More than 60 years ago, the young Irish crystallographer John Bernal anticipated the possibility of machines with a life-like ability to reproduce. "To make life itself will be only a preliminary stage," he wrote. "The mere making of life would only be important if we intended to allow it to evolve of itself anew."
Almost two decades later, John von Neumann performed the first work that suggested the possibility of artificial life, in his studies of the logic of self-reproduction and its relationship to complexity. Efforts to put (metaphorical) flesh and bones on his ideas followed. In 1956, a proposal was outlined for "artificial living planets", self-reproducing floating factories that could harvest important mineral and crop resources. Recognising the dangers posed if such a machine ran amok on Earth, Freeman Dyson formulated a more benign suggestion in which self-reproducing machines seeded life in the solar system, away from the Earth.
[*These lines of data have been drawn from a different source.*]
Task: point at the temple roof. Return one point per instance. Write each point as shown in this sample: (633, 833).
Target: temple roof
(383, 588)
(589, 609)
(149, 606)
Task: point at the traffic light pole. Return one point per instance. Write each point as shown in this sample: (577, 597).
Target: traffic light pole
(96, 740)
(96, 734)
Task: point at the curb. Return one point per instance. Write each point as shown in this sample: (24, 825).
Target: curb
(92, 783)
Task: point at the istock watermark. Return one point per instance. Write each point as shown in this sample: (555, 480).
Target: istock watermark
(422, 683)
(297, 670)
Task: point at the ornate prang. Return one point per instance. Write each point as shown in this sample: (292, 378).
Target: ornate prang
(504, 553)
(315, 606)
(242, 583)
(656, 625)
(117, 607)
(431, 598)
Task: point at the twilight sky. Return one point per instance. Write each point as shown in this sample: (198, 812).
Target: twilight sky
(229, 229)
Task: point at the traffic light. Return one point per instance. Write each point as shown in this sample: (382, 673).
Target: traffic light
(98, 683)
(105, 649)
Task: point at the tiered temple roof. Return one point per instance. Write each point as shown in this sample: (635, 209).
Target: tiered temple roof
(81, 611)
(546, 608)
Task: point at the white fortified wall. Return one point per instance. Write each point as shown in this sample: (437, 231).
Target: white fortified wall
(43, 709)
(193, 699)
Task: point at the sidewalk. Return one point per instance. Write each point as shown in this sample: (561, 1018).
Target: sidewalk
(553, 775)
Today, however, von Neumann's insight into the logical nature of life has more significance than ever because it is now possible to perform Darwinian evolution by "natural selection" inside a computer. In the same way that biological life ultimately emerges from the complex interactions between a great number of microscopic units called molecules, so it seems that artificial life (ALife) may emerge from the complex logical interactions between bits within a computer.
In a certain sense, ALife research has been under way for decades, albeit by a different name. Computers have been used to simulate a wide range of biological processes, by solving a specified set of equations that are believed to model the phenomenon under study, such as the pattern of limb growth or aggregation of a slime mold. Just as a computer model of a nuclear explosion is not itself a nuclear explosion, so these kind of biological simulations are in no way alive. Those who pursue such research can be called supporters of "weak" ALife (by analogy with supporters of "weak" artificial intelligence (AI)), since they study computer models of biological processes in which the simulations could not be termed living.
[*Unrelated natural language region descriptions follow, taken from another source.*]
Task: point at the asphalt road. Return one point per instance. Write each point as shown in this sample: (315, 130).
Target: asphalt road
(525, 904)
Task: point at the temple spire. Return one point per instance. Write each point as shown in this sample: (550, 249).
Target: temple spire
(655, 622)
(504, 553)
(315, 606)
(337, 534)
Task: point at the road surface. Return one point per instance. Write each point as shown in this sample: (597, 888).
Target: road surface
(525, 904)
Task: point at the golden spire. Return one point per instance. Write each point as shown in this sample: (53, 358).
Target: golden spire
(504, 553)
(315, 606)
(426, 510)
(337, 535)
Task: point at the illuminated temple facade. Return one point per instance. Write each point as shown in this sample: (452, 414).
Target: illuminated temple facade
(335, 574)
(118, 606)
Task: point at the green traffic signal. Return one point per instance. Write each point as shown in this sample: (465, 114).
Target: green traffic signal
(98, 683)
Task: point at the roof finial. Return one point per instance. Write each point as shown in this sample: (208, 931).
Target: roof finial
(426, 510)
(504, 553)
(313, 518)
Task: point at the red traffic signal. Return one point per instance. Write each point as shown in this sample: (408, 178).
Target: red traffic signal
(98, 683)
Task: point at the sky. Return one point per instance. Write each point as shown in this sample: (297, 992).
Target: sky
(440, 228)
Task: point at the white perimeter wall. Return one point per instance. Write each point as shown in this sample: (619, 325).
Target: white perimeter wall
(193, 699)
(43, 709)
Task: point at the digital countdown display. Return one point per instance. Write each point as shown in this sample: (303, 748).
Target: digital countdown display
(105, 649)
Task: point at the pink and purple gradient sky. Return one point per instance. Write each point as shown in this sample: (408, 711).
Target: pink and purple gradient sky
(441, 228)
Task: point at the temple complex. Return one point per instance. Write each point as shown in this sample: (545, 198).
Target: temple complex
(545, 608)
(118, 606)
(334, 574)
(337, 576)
What distinguishes a certain strand of contemporary research in the field from the mainstream of study is an often unspoken belief in "strong" ALife, according to which a suitably programmed computer may itself be deemed to be alive, or at least possesses properties of a living thing (cf. "strong" AI). Since it is difficult to find two people who can agree on a definition of life, one might think that attempting to define artificial life would only increase the confusion. Petty arguments about definitions have not discouraged the hubristic claims of the strong ALife community.
One of the most provocative was made by Doyne Farmer and Alletta Belin: "Within 50 to 100 years, a new class of organism is likely to emergeIThe advent of artificial life will be the most significant historical event since the emergence of human beings. The impact on humanity and the biosphere could be enormousI" Although there are overtones here of the claims made by supporters of strong AI for the emergence of intelligent machines, which have so far ignominiously failed to materialise, the philosopher Elliot Sober has observed that terrestrial life is in many ways far better understood than the human brain, so there is a firmer grounding for ALife than for AI.